Optimizing stable pages
Optimizing stable pages
Posted Dec 6, 2012 19:56 UTC (Thu) by dlang (guest, #313)In reply to: Optimizing stable pages by Jonno
Parent article: Optimizing stable pages
one prime example would be the temporary storage on Amazon Cloud machines. If the system crashes, all the data disappears, so there's no value in having a journaling filesystem, and in many cases ext3 and ext4 can have significant overhead compared to ext2
Posted Dec 6, 2012 20:58 UTC (Thu)
by bjencks (subscriber, #80303)
[Link] (1 responses)
Posted Dec 6, 2012 21:18 UTC (Thu)
by dlang (guest, #313)
[Link]
swap has horrible data locality, depending on how things get swapped out a single file could end up scattered all over the disk.
In addition, you approach puts the file storage directly competing with all processes in terms of memory, you may end up swapping out program data because your file storage 'seems' more important.
disk caching has a similar pressure, but the kernel knows that cache data is cache, and that it can therefor be thrown away if needed. tmpfs data isn't in that category.
Posted Dec 6, 2012 22:38 UTC (Thu)
by Cyberax (✭ supporter ✭, #52523)
[Link]
We've benchmarked it on Amazon EC2 machines. ext4 without journaling is faster than ext2. There are really no more use cases for ext2/3.
Posted Dec 6, 2012 23:06 UTC (Thu)
by andresfreund (subscriber, #69562)
[Link]
Also - I haven't tried this though - shouldn't you be able to create an ext4 without a journal while keeping the other ext4 benefits?
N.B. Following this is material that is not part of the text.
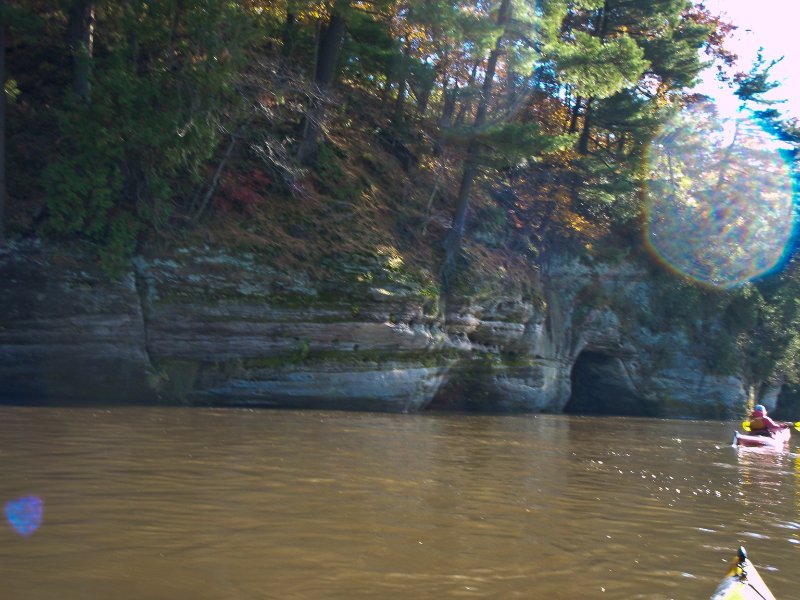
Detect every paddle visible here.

According to man tune2fs you can even remove the journal with -O^has_journal from an existing FS. The same is probably true for mkfs.ext4.
Posted Dec 7, 2012 10:22 UTC (Fri)
by cesarb (subscriber, #6266)
[Link]
IIRC, the default Fedora kernel was configured to always use the ext4 code, even when mounting ext2/ext3 filesystems.
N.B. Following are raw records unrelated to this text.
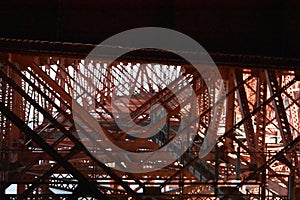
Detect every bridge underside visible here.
[0,41,300,199]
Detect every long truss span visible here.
[0,40,300,200]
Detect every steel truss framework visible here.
[0,45,300,199]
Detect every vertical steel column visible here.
[255,72,267,199]
[235,69,258,165]
[288,174,295,200]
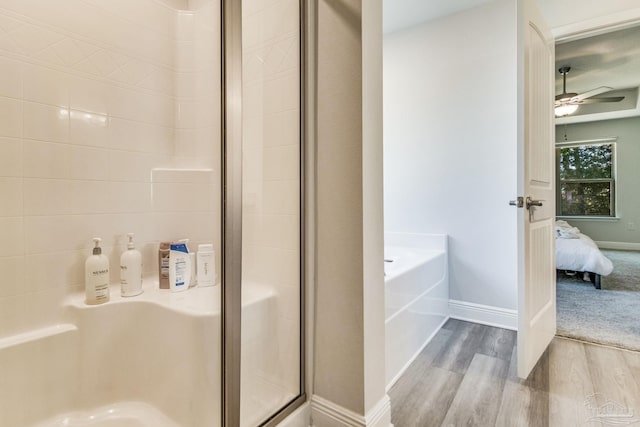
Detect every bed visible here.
[556,221,613,289]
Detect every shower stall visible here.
[0,0,305,427]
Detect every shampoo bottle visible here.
[120,233,142,297]
[84,237,109,305]
[169,243,191,292]
[178,239,196,288]
[198,243,216,286]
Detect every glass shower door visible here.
[240,0,303,427]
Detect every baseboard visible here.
[449,300,518,331]
[596,242,640,251]
[386,316,449,393]
[311,394,393,427]
[278,401,311,427]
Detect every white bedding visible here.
[556,233,613,276]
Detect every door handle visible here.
[509,196,524,208]
[526,196,544,209]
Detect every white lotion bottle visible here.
[84,237,109,305]
[178,239,196,288]
[120,233,142,297]
[197,243,216,286]
[169,243,191,292]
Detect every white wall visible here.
[0,0,220,342]
[537,0,640,29]
[384,0,517,309]
[556,117,640,243]
[312,0,390,427]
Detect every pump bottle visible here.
[84,237,109,305]
[120,233,142,297]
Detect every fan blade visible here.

Posted Dec 8, 2012 22:39 UTC (Sat)
by man_ls (guest, #15091)
[Link] (14 responses)
Posted Dec 8, 2012 23:28 UTC (Sat)
by dlang (guest, #313)
[Link] (13 responses)
Ignoring what they say and just looking at it from a practical point of view:
The odds of any new EC2 instance you fire up starting on the same hardware, and therefor having access to the data are virtually nonexistant.
If you can't get access to the drive again, journaling is not going to be any good at all.
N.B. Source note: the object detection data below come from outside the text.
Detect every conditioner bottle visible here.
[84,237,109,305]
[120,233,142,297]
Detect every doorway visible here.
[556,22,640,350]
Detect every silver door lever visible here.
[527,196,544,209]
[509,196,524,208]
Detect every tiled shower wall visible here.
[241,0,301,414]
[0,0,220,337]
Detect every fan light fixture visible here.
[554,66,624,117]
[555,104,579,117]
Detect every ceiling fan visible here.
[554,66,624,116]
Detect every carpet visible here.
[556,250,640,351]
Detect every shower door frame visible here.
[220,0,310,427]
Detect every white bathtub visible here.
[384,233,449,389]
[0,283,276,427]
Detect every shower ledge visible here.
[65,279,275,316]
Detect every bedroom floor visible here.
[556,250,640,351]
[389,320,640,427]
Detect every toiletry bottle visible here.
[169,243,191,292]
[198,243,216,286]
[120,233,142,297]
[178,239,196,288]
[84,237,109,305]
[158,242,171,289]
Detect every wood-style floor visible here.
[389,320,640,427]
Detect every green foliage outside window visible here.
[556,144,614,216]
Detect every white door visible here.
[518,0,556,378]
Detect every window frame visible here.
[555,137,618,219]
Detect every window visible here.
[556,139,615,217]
Add to this the fact that they probably have the hypervisor either do some form of transparent encryption, or make it so that they return all zeros if you read a block you haven't written to yet (to prevent you from seeing someone else's data) and you now have no reason to even try to use a journal on these drives.
Posted Dec 8, 2012 23:56 UTC (Sat)
by man_ls (guest, #15091)
[Link] (11 responses)
In short: any new EC2 instance will of course get a new instance storage, but the same instance will get the same instance storage.
I understand your last paragraph even less. Why do transparent encryption? Just use regular filesystem options (i.e. don't use FALLOC_FL_NO_HIDE_STALE) and you are good. I don't get what a journal has to do with it.
Again, keep in mind that many instance types keep their root filesystem on local instance storage. Would you run / without a journal? I would not.
Posted Dec 9, 2012 1:11 UTC (Sun)
by dlang (guest, #313)
[Link] (10 responses)
I would absolutely run / without a journal if / is on media that I won't be able to access after a shutdown (a ramdisk for example)
I don't remember seeing anything in the AWS management console that would let you reboot an instance, are you talking about rebooting it from inside the instance? If you can do that you don't need a journal because you can still do a clean shutdown. I don't consider the system to have crashed. I count a crash as being when the system stops without being able to do any cleanup (kernel hang or power off on traditional hardware)
Posted Dec 9, 2012 1:18 UTC (Sun)
by man_ls (guest, #15091)
[Link] (9 responses)
The AWS console has an option to reboot a machine, between "Terminate" and "Stop". You can also do it programmatically using EC2 commands, e.g. if the machine stops responding.
Posted Dec 9, 2012 1:50 UTC (Sun)
by dlang (guest, #313)
[Link] (8 responses)
I don't think this is what FALLOC_FL_NO_HIDE_STALE is about. FALLOC_FL_NO_HIDE_STALE is about not zeroing something that this filesystem has not allocated before, but if you have a disk that has a valid ext4 filesystem on it and plug that disk into another computer, you can just read the filesystem.
When you delete a file, the data remains on the disk and root can go access the raw device and read the data that used to be in a file.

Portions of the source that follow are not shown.